While the progress is welcomed, city leaders are saying more work needs to be done.

It's a hand-drawn note that has captured the attention of several in our community. The picture depicts hate and racial discrimination.

It deeply offended Councilwoman Yvonne Harper and she wanted to talk to the author.

"Ask them why?  What is the problem? Why do they hate me? Why do you dislike me, don't even know you," Councilwoman Harper questioned.

She immediately reached out to the Mayor demanding change.

While she's glad he is taking the issue seriously, she believes other need to as well. Councilwoman Harper says she believes it starts with education and communication.

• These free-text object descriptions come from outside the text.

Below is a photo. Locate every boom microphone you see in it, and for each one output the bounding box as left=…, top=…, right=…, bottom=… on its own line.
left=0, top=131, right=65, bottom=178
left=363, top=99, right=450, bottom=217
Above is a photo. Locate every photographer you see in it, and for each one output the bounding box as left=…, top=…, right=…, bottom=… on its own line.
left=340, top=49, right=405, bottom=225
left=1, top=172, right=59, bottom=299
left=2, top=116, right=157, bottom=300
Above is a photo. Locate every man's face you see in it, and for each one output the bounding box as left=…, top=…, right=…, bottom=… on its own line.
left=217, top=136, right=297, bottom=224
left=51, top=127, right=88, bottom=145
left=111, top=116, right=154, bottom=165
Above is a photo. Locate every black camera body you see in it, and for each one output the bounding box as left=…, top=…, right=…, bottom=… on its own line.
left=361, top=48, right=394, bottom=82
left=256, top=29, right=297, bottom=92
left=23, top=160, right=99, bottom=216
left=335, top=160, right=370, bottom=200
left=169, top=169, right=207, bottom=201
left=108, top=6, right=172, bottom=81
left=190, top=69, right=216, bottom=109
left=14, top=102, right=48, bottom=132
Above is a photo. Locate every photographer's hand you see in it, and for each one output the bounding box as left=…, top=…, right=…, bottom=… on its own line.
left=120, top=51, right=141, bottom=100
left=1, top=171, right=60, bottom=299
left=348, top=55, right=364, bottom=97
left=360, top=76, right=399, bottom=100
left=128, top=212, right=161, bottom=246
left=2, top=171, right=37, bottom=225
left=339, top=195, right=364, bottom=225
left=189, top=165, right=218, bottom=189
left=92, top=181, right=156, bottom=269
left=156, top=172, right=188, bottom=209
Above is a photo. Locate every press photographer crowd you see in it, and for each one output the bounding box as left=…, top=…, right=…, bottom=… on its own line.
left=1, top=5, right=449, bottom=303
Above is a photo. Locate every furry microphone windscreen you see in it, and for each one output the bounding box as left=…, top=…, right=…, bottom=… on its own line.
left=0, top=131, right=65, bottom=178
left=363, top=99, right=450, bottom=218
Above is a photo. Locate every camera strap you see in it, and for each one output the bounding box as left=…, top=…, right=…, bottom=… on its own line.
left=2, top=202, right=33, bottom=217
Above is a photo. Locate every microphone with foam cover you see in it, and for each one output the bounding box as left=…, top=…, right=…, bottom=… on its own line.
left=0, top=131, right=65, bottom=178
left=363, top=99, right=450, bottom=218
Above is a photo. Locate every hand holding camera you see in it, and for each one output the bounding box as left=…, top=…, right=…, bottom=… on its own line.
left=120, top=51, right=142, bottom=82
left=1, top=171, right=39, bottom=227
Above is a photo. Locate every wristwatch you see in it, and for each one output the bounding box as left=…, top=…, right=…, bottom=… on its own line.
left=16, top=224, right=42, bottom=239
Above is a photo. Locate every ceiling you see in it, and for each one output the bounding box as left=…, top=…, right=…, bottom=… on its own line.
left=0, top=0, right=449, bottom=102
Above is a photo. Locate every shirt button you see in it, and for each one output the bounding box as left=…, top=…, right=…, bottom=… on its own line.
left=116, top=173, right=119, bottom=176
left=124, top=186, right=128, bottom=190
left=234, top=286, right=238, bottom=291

“We need to educate ourselves,” Councilwoman Harper said. “We have got to start somewhere education, talk about it and we can't put it to the side."

WTOL 11 tried to talk to Toledoans about racism in our community.

While WTOL 11 spoke with more than 10 people who all agreed we need to speak up about racism, only two were willing to do so on camera.

"Everyone needs to be treated equal,” Gretchen Sepulveda, a mother from Northwood said. “You know we are human beings, we're not all the same."

"It's still an issue,” Jennifer Discher, a Point Place resident said. “We need to announce it, we need to name it when we see it, we need to step forward and challenge people to do better."

All agree the process to end racism and judgment isn't easy and doesn't happen overnight, but say we need to be persistent because it is hurting people.

Councilwoman Harper says she won't stop fighting and hopes other city leaders will join her, especially in the case against the city employee’s hand-drawn note.

"I would like this person to be made an example,” Councilwoman Harper explained. “I would like that the mayor take the opportunity and make this a crime. This is a hate crime."

The mayor says employees in the Division of Water Distribution, the department car the note was found in, will discuss diversity and sensitivity training. He has also announced in the near future an anonymous survey about workplace culture will be released to city employees.

The mayor hopes it will paint a real picture of what is happening in offices and hopes the results will strengthen the work environment for employees and create policy changes as well.